I took a deep breath. “I hate the family portrait in the living room because my mom had it painted by one of her friends years after my brother died and instead of it being of the three of us my mom had my brother painted in. I loved my brother, and we had lots of pictures of him all around the house and I loved them all, but I felt like it was a slap in the face to me and my dad. We were alive, yet she treated us like we were the ones who were dead.”

“Good,” Rage said, tugging on my arm, making me take a step forward. “More.”

“I hate the rocking chair in my brother’s room where she was sitting when I realized she killed my dad. I hate that I know the exact place in my parents’ room where my father died. I hate the table in the kitchen where we had Sunday dinner and would all smile and talk about our days like there was nothing wrong. Those weren’t dinners. Those were lies.”

I felt another tug and took another step. “Okay, good. Now open your eyes.” I did.

“Wow,” I said. I was standing in the middle of the living room. “How did you do that?” I asked, noticing the panicked feeling was gone.

Rage replied with, “Because recently someone taught me how to overcome a fear, and I thought maybe I could pass that along to you.”

“Yeah, but how?”

“Easy peasy,” Rage said. Turning suddenly she aimed her gun at the family portrait hanging above the mantle of the little fireplace in the living room and fired, shattering the glass, sending it raining down to the floor, leaving a dusty rectangular mark on the wall where it had hung. She turned back around. “You take the power back.”

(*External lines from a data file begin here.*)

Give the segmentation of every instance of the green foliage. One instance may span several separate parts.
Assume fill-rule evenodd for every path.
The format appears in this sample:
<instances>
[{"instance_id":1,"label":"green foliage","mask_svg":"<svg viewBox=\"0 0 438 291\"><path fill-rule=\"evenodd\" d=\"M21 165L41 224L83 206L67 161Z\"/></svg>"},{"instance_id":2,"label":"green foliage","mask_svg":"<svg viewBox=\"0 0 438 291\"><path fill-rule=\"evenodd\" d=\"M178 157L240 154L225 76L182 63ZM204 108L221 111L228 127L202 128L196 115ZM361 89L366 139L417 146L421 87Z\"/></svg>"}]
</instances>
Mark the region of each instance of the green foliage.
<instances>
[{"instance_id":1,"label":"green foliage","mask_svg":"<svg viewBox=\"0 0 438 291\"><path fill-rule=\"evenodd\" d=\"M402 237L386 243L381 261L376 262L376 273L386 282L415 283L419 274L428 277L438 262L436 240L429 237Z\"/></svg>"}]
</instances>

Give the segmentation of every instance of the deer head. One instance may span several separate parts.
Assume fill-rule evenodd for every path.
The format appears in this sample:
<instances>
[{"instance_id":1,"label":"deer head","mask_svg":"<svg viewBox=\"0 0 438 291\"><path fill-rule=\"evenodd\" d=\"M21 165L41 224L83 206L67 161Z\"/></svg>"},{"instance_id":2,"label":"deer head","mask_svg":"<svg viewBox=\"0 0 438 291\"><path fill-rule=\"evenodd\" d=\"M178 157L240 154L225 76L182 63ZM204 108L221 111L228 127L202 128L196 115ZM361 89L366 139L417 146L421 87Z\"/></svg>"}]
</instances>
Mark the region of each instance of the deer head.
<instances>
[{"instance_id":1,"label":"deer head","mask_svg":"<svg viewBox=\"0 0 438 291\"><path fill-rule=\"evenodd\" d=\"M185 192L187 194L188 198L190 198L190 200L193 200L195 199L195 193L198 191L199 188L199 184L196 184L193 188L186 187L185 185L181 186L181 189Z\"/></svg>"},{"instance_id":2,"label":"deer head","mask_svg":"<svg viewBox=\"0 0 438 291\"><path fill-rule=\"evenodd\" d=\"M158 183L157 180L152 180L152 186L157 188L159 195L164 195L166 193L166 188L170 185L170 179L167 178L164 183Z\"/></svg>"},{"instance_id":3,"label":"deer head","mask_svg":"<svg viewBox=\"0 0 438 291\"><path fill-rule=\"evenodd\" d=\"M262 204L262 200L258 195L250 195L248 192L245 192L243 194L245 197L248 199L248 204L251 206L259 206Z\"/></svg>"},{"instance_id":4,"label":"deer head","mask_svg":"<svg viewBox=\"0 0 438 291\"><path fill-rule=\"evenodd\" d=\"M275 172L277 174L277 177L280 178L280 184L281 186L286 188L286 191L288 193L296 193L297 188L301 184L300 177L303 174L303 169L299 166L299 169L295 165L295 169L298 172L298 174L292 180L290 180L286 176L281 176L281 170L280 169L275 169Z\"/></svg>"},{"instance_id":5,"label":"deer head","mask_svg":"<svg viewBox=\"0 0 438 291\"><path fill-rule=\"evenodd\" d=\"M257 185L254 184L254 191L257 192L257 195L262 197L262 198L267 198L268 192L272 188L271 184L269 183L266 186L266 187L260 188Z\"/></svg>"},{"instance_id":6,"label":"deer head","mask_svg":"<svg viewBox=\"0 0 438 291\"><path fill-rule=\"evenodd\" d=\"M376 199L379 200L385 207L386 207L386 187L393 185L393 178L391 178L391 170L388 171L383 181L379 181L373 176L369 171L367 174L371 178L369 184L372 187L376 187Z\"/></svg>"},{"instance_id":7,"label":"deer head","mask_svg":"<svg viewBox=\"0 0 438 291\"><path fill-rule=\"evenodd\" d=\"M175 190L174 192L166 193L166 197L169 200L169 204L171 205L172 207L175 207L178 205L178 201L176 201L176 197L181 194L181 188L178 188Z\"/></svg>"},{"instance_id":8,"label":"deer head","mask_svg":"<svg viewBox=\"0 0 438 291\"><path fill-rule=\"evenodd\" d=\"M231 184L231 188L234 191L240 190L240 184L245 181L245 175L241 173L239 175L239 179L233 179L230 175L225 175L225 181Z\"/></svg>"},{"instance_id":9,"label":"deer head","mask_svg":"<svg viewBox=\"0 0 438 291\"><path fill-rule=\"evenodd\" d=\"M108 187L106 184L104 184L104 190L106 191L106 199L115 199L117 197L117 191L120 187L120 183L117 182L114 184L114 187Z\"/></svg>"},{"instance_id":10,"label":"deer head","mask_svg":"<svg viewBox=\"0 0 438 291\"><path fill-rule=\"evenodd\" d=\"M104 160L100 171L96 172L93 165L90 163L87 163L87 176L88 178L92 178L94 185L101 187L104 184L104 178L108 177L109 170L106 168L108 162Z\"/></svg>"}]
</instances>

It was like suddenly something inside of me broke and without thinking I took a step past Rage, walking around the broken portrait in the living room in complete and total awe. “Yes,” I said, looking back up to Rage. “Let’s do it.”

Rage and I spent the rest of the afternoon making a competition of setting up vases, photos, stuffed animals, plates, and other objects of my hatred, taking turns obliterating each and every one of them.

Neither one of us missed a single shot.

“Have you ever missed?” Rage asked from her perch on the counter, as she watched me sweep glass into a dust pan.

“Yes,” I admitted, remembering the park and how I almost got Bear and I killed because I hit Mono’s shoulder instead of his chest. “Once, maybe twice.”

Only when shooting at people.

“You?”

Rage swung her legs back and forth and scrunched up her little nose. “Just once, although I’m starting to think I did it on purpose.”

We were both quiet after that as I cleaned up the mess, and Rage cleaned her guns. She’d been right. In order to overcome my fear I had to take the power back, which meant I couldn’t just sit around and do nothing when it came to my fear of losing Bear.